Eté 1982 : Pierre s’en va. « Ailleurs l’herbe est plus verte. » Avec Pierre, ailleurs sera toujours plus vert. En l’occurrence, Lamanon brûle sous le soleil. Pierre ramasse du foin chez un patron en compagnie du seul garçon resté dans cette ferme « anarcho-écolo-libertaire » où se réfugia un jour Jules. On va aux W.-C. derrière la ferme. Je vais le rejoindre en août. Pierre me laisse seule les moments où il devrait être là. Il va à la recherche de cannabis, mais je ne m’en rends pas vraiment compte. Je plane comme d’habitude. Ou je me fais des plans parano : « Pierre m’abandonne. Il devrait être en train de me dorloter et il n’a même pas besoin d’être avec moi le peu que je suis là. » En fait c’est horrible. Je fais semblant de trouver tout normal, y compris cette fille qui loge aussi dans cette ferme, qui médite des heures dès cinq heures le matin et qui ne raconte que des histoires de défonce. Certes Pierre s’est musclé avec les foins et est devenu un très beau jeune homme.

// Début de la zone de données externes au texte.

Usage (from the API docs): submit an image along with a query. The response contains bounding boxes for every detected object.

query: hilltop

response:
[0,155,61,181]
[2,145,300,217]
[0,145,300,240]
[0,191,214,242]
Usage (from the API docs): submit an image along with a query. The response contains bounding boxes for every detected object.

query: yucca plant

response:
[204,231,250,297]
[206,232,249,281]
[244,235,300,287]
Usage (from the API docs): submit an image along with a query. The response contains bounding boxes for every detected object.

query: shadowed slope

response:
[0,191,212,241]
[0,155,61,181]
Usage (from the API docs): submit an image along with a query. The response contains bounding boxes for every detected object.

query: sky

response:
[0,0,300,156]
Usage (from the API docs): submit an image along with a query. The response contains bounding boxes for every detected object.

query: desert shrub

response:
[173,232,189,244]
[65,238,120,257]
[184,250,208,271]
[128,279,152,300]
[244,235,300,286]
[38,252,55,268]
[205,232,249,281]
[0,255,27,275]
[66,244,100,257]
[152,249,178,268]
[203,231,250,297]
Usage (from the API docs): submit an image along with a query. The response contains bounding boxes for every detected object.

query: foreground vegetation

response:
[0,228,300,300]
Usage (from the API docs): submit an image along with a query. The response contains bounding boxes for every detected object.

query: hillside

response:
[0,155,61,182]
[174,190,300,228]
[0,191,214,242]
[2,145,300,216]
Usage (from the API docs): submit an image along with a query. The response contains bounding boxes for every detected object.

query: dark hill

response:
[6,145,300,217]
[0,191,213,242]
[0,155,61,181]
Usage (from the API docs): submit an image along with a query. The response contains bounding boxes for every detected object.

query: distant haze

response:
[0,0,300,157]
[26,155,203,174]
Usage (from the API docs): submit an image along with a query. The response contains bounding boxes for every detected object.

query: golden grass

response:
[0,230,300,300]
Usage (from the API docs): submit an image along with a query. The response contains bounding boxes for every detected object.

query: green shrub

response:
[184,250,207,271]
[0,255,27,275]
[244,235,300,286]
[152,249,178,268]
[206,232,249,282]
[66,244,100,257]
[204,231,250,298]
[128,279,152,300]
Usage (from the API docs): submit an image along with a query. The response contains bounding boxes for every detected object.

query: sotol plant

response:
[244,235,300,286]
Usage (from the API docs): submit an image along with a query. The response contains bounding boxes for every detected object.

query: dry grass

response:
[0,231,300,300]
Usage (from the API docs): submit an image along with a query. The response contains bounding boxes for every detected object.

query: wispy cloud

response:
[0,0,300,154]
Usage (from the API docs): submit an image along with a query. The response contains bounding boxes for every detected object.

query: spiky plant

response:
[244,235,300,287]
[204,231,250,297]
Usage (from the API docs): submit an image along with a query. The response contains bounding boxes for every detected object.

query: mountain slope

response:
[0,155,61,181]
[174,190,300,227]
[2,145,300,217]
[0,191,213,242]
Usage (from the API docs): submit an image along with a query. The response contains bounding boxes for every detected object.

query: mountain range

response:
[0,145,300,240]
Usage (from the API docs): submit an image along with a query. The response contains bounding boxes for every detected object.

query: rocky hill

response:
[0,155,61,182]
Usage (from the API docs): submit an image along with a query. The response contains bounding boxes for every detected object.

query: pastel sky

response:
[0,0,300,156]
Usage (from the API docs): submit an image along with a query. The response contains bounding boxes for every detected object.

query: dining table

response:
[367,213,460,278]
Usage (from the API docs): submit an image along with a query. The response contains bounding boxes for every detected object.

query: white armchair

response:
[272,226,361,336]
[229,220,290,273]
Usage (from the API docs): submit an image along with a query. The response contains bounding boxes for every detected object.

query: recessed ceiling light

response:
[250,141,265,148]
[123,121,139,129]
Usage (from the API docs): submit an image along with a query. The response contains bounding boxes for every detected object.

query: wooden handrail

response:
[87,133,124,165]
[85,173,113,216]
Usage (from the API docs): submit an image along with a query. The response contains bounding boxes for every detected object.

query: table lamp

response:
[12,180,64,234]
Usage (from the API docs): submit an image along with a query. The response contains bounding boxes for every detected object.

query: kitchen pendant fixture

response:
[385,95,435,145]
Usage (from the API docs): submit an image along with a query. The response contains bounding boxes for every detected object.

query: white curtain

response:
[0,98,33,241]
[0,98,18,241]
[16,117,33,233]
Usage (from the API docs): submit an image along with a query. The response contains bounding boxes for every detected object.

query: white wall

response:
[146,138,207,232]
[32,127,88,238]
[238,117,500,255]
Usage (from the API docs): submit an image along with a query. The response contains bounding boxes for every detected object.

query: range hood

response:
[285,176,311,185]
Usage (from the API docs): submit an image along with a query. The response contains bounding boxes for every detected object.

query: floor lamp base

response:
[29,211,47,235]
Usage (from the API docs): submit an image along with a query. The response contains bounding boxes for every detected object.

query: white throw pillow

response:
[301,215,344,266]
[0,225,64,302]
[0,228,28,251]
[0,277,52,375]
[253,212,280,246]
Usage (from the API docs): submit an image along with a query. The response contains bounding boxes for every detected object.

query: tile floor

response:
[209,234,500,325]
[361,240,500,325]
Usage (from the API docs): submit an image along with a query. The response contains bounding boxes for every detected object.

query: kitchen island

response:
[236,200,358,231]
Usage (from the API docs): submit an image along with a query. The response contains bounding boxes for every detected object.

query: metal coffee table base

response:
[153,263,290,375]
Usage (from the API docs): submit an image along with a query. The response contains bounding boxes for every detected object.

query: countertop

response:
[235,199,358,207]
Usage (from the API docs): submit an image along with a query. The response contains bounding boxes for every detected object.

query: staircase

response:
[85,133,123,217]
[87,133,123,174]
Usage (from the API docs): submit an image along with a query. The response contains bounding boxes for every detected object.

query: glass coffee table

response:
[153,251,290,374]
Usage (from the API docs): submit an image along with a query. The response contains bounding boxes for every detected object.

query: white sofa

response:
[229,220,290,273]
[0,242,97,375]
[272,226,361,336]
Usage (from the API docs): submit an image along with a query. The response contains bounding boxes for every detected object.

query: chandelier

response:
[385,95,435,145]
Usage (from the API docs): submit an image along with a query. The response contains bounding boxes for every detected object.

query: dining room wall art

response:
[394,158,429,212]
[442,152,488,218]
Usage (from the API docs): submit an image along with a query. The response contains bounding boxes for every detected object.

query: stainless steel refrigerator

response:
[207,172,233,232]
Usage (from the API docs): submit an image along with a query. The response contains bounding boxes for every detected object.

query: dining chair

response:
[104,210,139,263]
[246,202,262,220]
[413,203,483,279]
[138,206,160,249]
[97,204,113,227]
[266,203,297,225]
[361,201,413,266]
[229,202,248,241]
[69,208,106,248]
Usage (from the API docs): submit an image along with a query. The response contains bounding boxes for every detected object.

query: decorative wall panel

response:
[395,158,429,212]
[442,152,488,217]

Mais ces W.-C. au fond du jardin, ces gens aux discours qui ne me correspondent finalement pas le moins du monde, et cette chaleur insupportable. Ma famille et moi avons toujours détesté la chaleur. J’ai des ancêtres chtimis et normands.

Il fait infernalement chaud et je pleure sur un lit bancal, en Provence, loin de mon beau Paris. Je n’ai rien à faire là. Je n’ai rien à faire avec ce type de gens. Et je mettrai plus de dix ans ensuite à m’en rendre compte.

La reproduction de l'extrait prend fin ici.